Here are a few you’ve already seen:

  • DashboardBuilder - Starts the dashboard definition and sets global configuration settings like title, UID, refresh interval, time range, etc.
  • PanelBuilder - Creates individual visualizations like time series panels, stat panels, or log panels.
  • DataqueryBuilder - Defines how a panel fetches data, for example, from Prometheus or the testdata plugin.
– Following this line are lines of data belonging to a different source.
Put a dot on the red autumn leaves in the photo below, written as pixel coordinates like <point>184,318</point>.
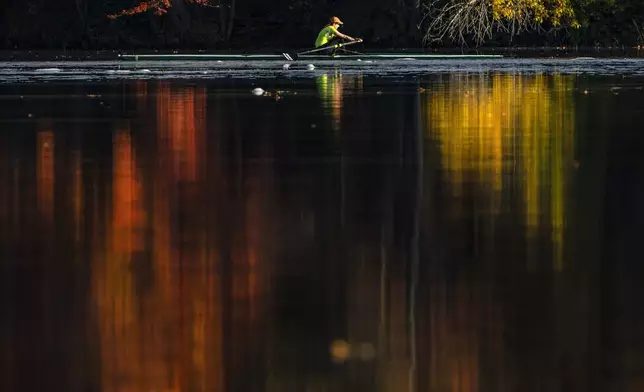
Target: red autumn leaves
<point>159,7</point>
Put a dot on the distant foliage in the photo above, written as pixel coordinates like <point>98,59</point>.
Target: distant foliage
<point>462,21</point>
<point>159,7</point>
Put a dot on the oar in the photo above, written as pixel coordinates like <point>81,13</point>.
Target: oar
<point>294,56</point>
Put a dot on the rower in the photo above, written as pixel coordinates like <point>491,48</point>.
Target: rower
<point>330,36</point>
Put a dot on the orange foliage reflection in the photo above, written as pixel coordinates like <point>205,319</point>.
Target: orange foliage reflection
<point>45,143</point>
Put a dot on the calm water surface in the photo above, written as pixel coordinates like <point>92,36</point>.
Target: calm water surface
<point>448,232</point>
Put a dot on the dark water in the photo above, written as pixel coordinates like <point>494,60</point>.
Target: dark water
<point>444,232</point>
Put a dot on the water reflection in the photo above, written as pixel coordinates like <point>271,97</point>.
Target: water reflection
<point>504,134</point>
<point>181,243</point>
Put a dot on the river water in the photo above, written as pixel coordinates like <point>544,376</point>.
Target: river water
<point>437,226</point>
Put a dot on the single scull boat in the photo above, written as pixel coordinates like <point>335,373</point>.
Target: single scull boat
<point>339,53</point>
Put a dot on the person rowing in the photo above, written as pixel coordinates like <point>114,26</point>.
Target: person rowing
<point>330,36</point>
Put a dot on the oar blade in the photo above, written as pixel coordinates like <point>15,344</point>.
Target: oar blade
<point>290,56</point>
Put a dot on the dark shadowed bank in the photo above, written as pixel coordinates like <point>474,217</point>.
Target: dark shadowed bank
<point>255,24</point>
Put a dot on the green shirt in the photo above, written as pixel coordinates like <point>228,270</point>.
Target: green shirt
<point>326,35</point>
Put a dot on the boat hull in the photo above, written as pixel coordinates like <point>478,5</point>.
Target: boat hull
<point>260,57</point>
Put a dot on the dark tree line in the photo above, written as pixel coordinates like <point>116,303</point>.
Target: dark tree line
<point>254,24</point>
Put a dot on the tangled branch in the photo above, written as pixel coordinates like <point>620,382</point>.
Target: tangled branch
<point>476,20</point>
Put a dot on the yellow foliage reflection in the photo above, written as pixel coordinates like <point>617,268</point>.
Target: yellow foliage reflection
<point>491,126</point>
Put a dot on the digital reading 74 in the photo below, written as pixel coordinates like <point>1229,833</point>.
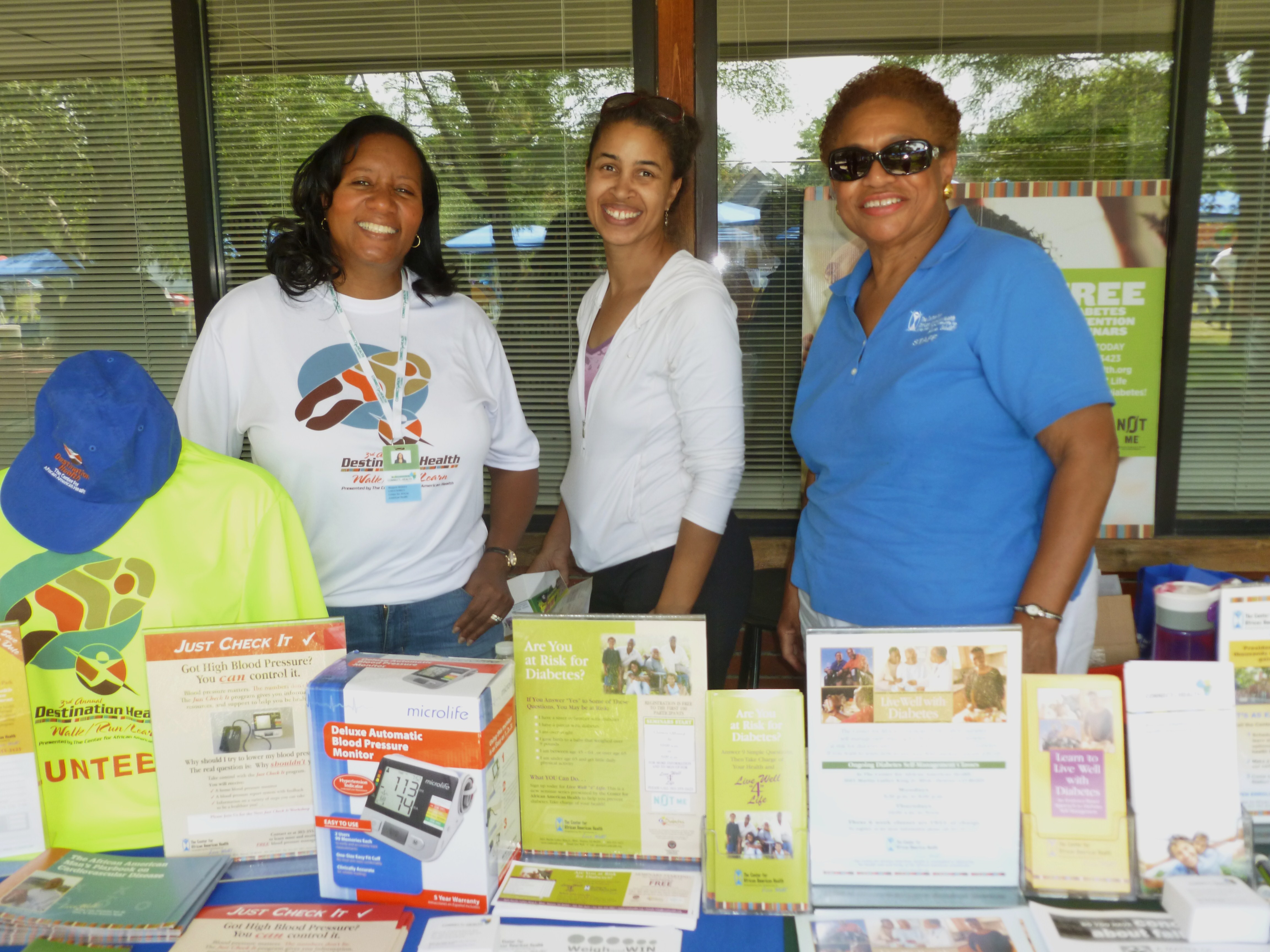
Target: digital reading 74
<point>416,807</point>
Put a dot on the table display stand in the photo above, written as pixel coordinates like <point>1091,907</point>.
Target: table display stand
<point>1091,895</point>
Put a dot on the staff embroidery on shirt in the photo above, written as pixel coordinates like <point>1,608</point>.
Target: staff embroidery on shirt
<point>930,325</point>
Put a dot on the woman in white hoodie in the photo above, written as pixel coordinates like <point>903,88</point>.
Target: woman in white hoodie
<point>656,405</point>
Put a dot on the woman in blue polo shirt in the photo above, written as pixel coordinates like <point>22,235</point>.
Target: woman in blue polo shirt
<point>953,413</point>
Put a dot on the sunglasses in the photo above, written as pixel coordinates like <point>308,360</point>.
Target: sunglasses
<point>905,158</point>
<point>667,108</point>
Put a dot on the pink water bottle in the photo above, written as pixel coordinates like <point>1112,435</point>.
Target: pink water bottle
<point>1185,623</point>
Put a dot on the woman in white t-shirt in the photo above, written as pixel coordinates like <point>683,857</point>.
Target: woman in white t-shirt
<point>656,405</point>
<point>308,362</point>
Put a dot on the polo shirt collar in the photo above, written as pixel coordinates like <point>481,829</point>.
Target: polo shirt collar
<point>959,229</point>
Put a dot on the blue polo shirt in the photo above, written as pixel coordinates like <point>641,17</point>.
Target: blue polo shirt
<point>930,484</point>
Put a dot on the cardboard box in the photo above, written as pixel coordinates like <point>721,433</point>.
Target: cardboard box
<point>415,780</point>
<point>1116,640</point>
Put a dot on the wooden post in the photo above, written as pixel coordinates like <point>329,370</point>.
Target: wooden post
<point>676,79</point>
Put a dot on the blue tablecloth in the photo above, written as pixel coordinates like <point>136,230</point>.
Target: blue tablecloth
<point>734,934</point>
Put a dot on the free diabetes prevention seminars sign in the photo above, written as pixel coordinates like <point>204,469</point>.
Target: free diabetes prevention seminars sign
<point>1108,238</point>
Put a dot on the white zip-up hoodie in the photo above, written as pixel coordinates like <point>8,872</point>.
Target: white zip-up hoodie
<point>662,437</point>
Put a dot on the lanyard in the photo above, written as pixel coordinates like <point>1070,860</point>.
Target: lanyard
<point>393,416</point>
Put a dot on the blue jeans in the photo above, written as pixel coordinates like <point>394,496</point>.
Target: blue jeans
<point>415,629</point>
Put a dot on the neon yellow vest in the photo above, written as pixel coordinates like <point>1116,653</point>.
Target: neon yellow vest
<point>219,544</point>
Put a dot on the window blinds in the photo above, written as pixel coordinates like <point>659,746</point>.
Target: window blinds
<point>1226,436</point>
<point>1075,89</point>
<point>502,94</point>
<point>93,240</point>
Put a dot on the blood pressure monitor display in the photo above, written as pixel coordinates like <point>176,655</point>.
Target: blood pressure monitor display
<point>439,676</point>
<point>422,799</point>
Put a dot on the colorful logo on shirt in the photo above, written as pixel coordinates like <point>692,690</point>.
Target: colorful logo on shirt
<point>333,390</point>
<point>79,612</point>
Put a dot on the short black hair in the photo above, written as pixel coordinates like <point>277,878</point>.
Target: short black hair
<point>302,256</point>
<point>681,139</point>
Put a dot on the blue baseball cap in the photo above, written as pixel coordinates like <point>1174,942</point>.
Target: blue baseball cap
<point>106,441</point>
Builders can be chained, so you can fluently compose dashboards in a readable, structured way:

Go
stat.NewPanelBuilder().
  Title("Version").
  Datasource(testdataRef).
  ReduceOptions(common.NewReduceDataOptionsBuilder().
    Calcs([]string{"lastNotNull"}).
    Fields("/.*/")).
  WithTarget(
    testdata.NewDataqueryBuilder().
      ScenarioId("csv_content").
      CsvContent("version\nv1.2.3"),
  )
typescript
new stat.PanelBuilder()
  .title('Version')
  .reduceOptions(new common.ReduceDataOptionsBuilder().calcs(['lastNotNull']).fields('/.*/'))
  .datasource(testdataRef)
  .withTarget(new testdata.DataqueryBuilder().scenarioId('csv_content').csvContent('version\nv1.2.3'));

Types

The Grafana Foundation SDK uses strong types under the hood to help catch mistakes before you deploy a broken dashboard.

For example:

  • When setting a unit, you’ll get autocomplete suggestions for valid Grafana units like "percent" or "bps".
  • When defining a time range, you’ll be guided to provide the correct structure, like from and to values.
  • When referencing data sources, you’ll use a structured DataSourceRef object with defined type and uid fields.

This helps you:

  • Avoid typos or unsupported configuration values
  • Get full autocomplete and inline documentation in your IDE
  • Write dashboards that are less error-prone and easier to maintain

Strong typing also makes it easier to build reusable patterns and components with confidence, especially in large codebases or teams.

Options

Most builder methods accept simple values like strings or numbers, but others expect more structured option objects. These are used for things like:

  • ReduceDataOptions - How to reduce time series data into single values (e.g. last, avg).
  • VizLegendOptions - Configure how the legend of a panel is displayed.
  • CanvasElementOptions - Define how the the various components of a Canvas panel should be displayed.

Example using options:

Go
stat.NewPanelBuilder().
  ReduceOptions(common.NewReduceDataOptionsBuilder().
    Calcs([]string{"lastNotNull"}).
    Fields("/.*/"))
  )
typescript
new stat.PanelBuilder().reduceOptions(new common.ReduceDataOptionsBuilder().calcs(['lastNotNull']).fields('/.*/'));

By using option builders, you don’t need to manually construct deeply nested configuration objects. Instead, the SDK gives you a typed and guided API that mirrors a dashboards internal structure, making it easier to configure complex options without guesswork or referring back to the JSON schema.